MessaggioOggetto: Re: Ammissione esame di stato con voto di consiglio...   Sab Nov 30, 2013 3:26 pm

precary80 ha scritto:
Ciao stavo leggendo la guida (http://www.orizzontescuola.it/guide/guida-agli-scrutini-finali-e-ii-grado-non-ammissione-dell-allievo-alla-classe-successiva-o-all), in particolare nella parte:
Per tali motivi la redazione del verbale deve essere effettuata in modo scrupoloso, preciso ed esaustivo e nel caso bisognerà assumere una decisione a maggioranza (ammissione-non ammissione alla classe successiva o all’esame) il segretario verbalizzante dovrà riportare all’interno del verbale anche i nominativi dei docenti favorevoli o contrari ed eventuali giudizi motivati degli stessi.
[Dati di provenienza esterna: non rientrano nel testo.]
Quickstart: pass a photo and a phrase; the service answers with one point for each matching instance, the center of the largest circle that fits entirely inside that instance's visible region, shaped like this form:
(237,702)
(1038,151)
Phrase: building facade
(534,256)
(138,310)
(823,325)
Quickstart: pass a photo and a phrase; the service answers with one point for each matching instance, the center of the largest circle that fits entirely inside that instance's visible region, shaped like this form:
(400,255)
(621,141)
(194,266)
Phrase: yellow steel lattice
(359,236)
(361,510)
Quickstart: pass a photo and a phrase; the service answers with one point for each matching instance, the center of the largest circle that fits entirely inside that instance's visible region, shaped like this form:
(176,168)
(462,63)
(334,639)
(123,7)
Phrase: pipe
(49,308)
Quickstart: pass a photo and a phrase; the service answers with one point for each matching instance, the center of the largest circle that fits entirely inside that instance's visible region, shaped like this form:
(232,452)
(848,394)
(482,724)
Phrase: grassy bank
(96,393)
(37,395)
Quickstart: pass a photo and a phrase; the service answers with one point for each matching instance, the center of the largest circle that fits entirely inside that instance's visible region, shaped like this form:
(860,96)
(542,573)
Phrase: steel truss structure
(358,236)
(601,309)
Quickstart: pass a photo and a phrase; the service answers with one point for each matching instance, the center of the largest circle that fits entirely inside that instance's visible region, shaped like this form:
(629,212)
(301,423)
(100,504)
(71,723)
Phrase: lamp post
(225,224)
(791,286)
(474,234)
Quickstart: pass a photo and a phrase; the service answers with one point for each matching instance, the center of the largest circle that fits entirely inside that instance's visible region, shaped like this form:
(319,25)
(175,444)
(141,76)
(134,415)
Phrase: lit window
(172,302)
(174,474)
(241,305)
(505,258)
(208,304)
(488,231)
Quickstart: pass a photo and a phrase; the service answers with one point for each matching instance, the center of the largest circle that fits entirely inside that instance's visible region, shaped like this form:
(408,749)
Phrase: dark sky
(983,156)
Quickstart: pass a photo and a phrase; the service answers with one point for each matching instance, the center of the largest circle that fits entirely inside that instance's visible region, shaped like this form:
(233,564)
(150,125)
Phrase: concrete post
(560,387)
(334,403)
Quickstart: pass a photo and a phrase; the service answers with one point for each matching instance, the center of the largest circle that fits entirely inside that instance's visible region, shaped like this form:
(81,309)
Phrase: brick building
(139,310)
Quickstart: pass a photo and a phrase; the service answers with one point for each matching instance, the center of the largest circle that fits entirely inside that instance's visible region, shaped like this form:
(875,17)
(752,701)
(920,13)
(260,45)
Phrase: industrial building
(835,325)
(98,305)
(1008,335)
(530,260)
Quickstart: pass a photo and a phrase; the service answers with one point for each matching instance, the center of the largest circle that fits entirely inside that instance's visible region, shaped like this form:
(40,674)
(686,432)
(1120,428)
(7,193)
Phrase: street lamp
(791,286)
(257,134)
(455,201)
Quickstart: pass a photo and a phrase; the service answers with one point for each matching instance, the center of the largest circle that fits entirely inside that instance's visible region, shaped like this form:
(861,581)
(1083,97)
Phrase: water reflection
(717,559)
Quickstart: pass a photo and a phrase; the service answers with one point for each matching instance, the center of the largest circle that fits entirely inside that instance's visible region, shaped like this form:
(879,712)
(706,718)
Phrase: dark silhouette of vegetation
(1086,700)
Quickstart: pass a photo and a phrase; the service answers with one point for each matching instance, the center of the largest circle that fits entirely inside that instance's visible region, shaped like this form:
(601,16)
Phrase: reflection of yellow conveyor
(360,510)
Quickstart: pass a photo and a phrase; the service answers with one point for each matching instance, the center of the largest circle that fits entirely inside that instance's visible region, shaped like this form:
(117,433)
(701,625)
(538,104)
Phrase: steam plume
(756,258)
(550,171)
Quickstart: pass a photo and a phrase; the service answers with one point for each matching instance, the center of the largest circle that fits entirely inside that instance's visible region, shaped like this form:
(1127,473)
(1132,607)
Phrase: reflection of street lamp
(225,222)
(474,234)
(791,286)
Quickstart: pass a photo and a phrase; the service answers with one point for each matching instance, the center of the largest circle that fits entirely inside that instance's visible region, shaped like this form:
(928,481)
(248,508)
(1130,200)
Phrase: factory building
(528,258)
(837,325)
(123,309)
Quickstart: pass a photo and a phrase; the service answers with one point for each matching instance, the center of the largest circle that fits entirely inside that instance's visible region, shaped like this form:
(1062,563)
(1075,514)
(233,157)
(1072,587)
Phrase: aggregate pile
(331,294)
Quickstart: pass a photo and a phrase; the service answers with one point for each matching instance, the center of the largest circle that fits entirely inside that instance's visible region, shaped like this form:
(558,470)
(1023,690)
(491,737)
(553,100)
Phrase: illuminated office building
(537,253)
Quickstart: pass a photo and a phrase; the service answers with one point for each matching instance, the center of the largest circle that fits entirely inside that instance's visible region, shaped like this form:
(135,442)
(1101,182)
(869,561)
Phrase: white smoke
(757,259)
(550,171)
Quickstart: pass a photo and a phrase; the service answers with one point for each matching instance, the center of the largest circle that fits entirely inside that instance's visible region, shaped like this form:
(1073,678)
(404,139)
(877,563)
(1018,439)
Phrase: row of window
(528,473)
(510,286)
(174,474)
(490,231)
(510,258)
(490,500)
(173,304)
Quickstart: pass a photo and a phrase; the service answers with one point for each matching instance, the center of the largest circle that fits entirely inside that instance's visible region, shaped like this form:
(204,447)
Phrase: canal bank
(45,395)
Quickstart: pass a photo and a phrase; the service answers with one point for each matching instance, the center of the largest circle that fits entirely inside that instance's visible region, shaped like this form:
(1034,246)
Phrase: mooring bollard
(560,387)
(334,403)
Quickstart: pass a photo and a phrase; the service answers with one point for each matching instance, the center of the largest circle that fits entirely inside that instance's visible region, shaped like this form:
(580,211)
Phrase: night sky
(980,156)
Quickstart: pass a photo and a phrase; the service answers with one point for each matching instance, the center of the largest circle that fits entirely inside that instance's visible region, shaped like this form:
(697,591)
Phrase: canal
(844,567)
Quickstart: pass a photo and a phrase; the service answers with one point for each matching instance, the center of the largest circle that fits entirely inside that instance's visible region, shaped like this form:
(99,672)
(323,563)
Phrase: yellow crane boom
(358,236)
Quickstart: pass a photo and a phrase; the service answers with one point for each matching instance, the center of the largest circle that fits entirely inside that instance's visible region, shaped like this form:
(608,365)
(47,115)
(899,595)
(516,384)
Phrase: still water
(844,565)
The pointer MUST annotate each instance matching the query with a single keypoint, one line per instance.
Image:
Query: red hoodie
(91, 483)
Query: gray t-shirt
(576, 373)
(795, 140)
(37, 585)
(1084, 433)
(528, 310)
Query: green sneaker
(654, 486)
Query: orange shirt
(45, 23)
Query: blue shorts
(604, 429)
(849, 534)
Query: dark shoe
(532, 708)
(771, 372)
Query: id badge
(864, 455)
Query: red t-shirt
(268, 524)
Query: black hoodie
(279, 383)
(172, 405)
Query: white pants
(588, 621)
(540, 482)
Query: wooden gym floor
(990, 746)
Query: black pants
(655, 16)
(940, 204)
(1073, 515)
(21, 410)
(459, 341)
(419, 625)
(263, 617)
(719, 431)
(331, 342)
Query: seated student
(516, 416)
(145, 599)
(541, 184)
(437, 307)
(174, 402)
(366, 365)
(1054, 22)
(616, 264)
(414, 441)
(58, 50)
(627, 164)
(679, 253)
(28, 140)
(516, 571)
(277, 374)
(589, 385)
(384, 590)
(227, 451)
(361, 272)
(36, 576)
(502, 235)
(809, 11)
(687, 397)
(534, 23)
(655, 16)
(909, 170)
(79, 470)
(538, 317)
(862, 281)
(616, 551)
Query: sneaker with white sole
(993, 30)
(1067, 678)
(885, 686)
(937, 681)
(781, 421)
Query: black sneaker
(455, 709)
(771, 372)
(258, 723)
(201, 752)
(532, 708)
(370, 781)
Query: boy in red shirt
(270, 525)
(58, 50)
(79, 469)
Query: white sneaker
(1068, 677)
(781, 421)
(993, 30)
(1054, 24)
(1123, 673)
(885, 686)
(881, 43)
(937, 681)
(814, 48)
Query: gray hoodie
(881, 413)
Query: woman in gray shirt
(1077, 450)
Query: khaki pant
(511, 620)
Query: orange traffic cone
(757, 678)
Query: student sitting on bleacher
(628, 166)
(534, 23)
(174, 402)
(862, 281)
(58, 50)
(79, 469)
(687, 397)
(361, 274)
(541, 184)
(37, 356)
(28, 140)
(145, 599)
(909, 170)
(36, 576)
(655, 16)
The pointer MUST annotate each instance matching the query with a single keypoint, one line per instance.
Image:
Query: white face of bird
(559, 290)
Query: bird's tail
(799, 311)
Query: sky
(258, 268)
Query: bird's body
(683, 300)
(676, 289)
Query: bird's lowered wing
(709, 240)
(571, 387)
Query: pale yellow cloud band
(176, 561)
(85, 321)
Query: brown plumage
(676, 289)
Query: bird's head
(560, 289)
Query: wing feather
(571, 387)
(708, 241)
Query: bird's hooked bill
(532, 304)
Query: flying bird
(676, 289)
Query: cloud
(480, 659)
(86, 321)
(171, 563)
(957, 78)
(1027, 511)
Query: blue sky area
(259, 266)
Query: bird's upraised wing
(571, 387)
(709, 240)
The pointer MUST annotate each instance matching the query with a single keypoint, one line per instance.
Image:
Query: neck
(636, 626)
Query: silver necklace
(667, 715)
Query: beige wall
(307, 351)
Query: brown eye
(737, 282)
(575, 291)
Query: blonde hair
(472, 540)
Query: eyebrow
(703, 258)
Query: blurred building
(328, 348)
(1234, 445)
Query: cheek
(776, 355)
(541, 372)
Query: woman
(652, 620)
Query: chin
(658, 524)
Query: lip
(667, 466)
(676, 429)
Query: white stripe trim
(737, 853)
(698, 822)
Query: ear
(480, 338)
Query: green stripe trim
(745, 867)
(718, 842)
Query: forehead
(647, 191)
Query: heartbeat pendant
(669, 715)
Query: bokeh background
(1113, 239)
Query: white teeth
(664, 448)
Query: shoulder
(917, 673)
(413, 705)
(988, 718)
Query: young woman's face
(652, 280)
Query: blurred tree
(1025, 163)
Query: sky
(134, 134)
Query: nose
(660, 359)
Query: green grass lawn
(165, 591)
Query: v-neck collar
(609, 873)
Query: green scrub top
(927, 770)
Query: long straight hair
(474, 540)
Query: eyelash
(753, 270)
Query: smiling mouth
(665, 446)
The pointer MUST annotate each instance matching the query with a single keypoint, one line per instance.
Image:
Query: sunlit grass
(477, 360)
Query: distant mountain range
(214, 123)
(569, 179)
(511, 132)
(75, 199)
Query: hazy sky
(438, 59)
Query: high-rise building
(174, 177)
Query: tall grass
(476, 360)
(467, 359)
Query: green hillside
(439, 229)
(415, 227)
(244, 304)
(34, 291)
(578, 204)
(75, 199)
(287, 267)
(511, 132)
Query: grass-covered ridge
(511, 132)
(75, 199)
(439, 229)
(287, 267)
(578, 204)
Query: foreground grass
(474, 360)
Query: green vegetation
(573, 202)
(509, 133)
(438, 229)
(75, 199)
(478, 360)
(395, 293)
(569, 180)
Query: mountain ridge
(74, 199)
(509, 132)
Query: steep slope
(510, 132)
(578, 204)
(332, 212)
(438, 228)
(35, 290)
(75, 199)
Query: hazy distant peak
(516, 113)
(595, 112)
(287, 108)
Mi chiedevo: se un docente propone un 5 e il voto viene portato a maggioranza a 6, nel verbale (che leggono i commissari esterni...se non sbaglio) questo compare quindi?
Per risponderti, è opportuno tener presente alcuni concetti fondamentali:
1) Il voto assegnato ad ogni singola materia scaturisce formalmente da una votazione del consiglio di classe. Infatti, i voti con cui presentiamo gli studenti, nelle nostre singole discipline, ad ogni scrutinio, non sono altro che *proposte* di voto. E' il consiglio di classe che attribuisce il voto, sentita la proposta *non vincolante* del docente di ogni disciplina. Nella maggior parte dei casi non si vota perché in assenza di proposte contrarie, il cdc avvalla la proposta di voto del docente della disciplina. Le cosiddette ammissioni a maggioranza non consistono perciò in votazioni sull'ammissione, bensì in votazioni globalmente uniformi sul raggiungimento della sufficienza in tutte le discipline (il cosiddetto "voto di consiglio" nei casi in cui il 3 o il 4 o il 5 diventano 6)
2) Il docente di una disciplina in cui propone un'insufficienza può esprimersi a favore o meno dell'elevazione del voto dalla proposta alla sufficienza. In ogni modo esiste, in questi casi, un'incongruenza tra giudizio del docente e giudizio del consiglio di classe. L'incongruenza è tuttavia solo formale e procedurale: il docente può ritenere insufficiente il raggiungimento degli obiettivi (e proporre pertanto una insufficienza), mentre il consiglio di classe può formalmente individuare gli elementi che depongono a favore di un giudizio di sufficienza.
3) Veniamo al punto della verbalizzazione. La verbalizzazione è fondamentale per offrire, a chiunque debba accertare o approfondire un contesto, tutti gli elementi d'informazione necessari all'analisi. La verbalizzazione è dunque lo strumento di garanzia sulla trasparenza della procedura. Se un docente è pertanto contrario al voto di consiglio, è opportuno e lecito non solo registrare l'attribuzione del voto a maggioranza (spesso erroneamente considerato "promozione a maggioranza") ma anche riportare, se richiesto, il nominativo di chi si oppone e le ragioni dell'opposizione.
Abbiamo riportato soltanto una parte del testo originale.